Updated on healthy 2024-07-14
16 answers
  1. Anonymous users2024-02-12

    At this time, you should strengthen special training, you can choose rollers, you can also choose running, you can do push-ups, sit-ups, pull-ups, you can also choose high leg lifts, you must do a good job of muscle stretching after exercise, and you should also supplement high-quality protein.

  2. Anonymous users2024-02-11

    The muscles in the lower arm should be combined with the right strength training during the exercise. You can do a moderate amount of yoga exercises, which can make you more linear.

  3. Anonymous users2024-02-10

    You can practice push-ups, so that you can train the muscles on your arms well, have a more sense of line, and better train your muscles.

  4. Anonymous users2024-02-09

    Solution:

    1. Side pressure: Make fists with both hands, bend your elbows and raise your arms on both sides, your fists are located in the armpits, and your palms are facing inward. Keep your elbows at shoulder height, like a broom, and slowly lower your forearms down until they are perpendicular to the ground. Then continue with your forearms outwards until your hands are even raised flat on your sides with your palms facing back.
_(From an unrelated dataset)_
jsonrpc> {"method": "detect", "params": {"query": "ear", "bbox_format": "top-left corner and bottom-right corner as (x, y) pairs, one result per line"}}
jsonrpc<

    Bend your elbows and return to the starting position for 25 reps.

    2. Single-arm direction skeet: the left hand is placed on the left hip, the right hand is placed above the left hand with the fist above the left hand, and the palm is inward. Tighten your shoulders down and back.

    The right elbow is slightly bent, the right arm is raised to the upper right, the fist is slightly above the shoulder, and the palm is forward. Lower your right arm and return to the starting position. Do it 25 times, swap the left and right hands, and repeat 25 times.
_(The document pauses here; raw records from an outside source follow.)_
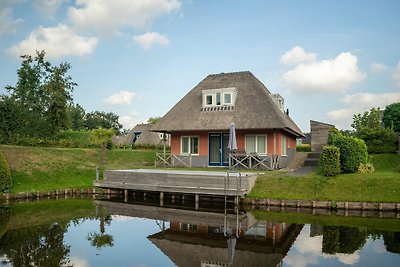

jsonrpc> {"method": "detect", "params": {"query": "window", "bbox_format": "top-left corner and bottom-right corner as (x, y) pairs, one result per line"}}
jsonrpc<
(281, 135), (287, 156)
(245, 135), (266, 154)
(181, 136), (199, 154)
(224, 93), (232, 104)
(206, 95), (213, 106)
(202, 87), (237, 108)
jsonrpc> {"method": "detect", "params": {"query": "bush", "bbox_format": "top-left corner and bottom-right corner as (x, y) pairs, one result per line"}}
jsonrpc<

    3. Vertical rowing: Place your hands in fists at the hips on both sides, palms facing you. Bend your elbows and raise your hands to your sides, with your fists in your armpit position and your elbows slightly above your fists.

    Push your shoulders back**, push your upper back muscles, and push your elbows back as far back as you can, while raising your fists to shoulder height. Finally, put your hands down and rest.

    4. Chest pressure: Make fists with both hands, place them vertically on both sides of the body, palms forward, and beginners can keep their palms in the palm state. Keep your shoulders locked down and back, press your waist and abdomen, and raise your hands in front of you to shoulder height, palms up, little fingers firmly together.

    Squeeze your chest, then lower your arms.

  5. Anonymous users2024-02-08

    If you want to make your arm muscles bigger and your lines more pronounced, do curls!

  6. Anonymous users2024-02-07

    Requires high-intensity movement workouts and a low body fat percentage percentage. For example, if the body fat percentage is higher than 10 percent, the abdominal muscles will not be noticeable.

  7. Anonymous users2024-02-06

    Pull-ups, dumbbells, push-ups, can all work arm muscles.

  8. Anonymous users2024-02-05

    Dumbbells, equipment that exercises arm muscles.

  9. Anonymous users2024-02-04

    Push-ups, dumbbells, pull-ups.

  10. Anonymous users2024-02-03

    Try to only use that little effort, practice more, and there will be.

  11. Anonymous users2024-02-02

    If that's not enough, you need to do more arm strength exercises like swimming, push-ups, boxing, fist boosters, or yoga unless you're not used to it!

  12. Anonymous users2024-02-01

    Brother, don't train every day Muscles need to rest Three times a week is best Strength training is a must I think it's good if you find the number of sets and numbers that suit you Stick to 5 kilometers of jogging every day Then your muscles will be in shape I wish you success.

  13. Anonymous users2024-01-31

    With your back to the wall, your hands back, support the wall with your palms, stretch your arms back, do it back and forth a few times, and stick to it for 10 minutes a day, it will have a different effect.

  14. Anonymous users2024-01-30

    It is recommended that you go to the gym to find a professional coach to guide you and then practice by yourself in the future, this can not be practiced blindly, it will hurt the body, you must be professional.

  15. Anonymous users2024-01-29

    You can stop, you're going to do the ugly stuff again, and now you're going to do the lift!

  16. Anonymous users2024-01-28

    ...It's so depressing.

    Have you finished stretching?

    What you mean by getting bigger and thicker is that kind of lump?

    That's the consequences of not stretching, stop, and practice again, and it's ugly science... Focus on science.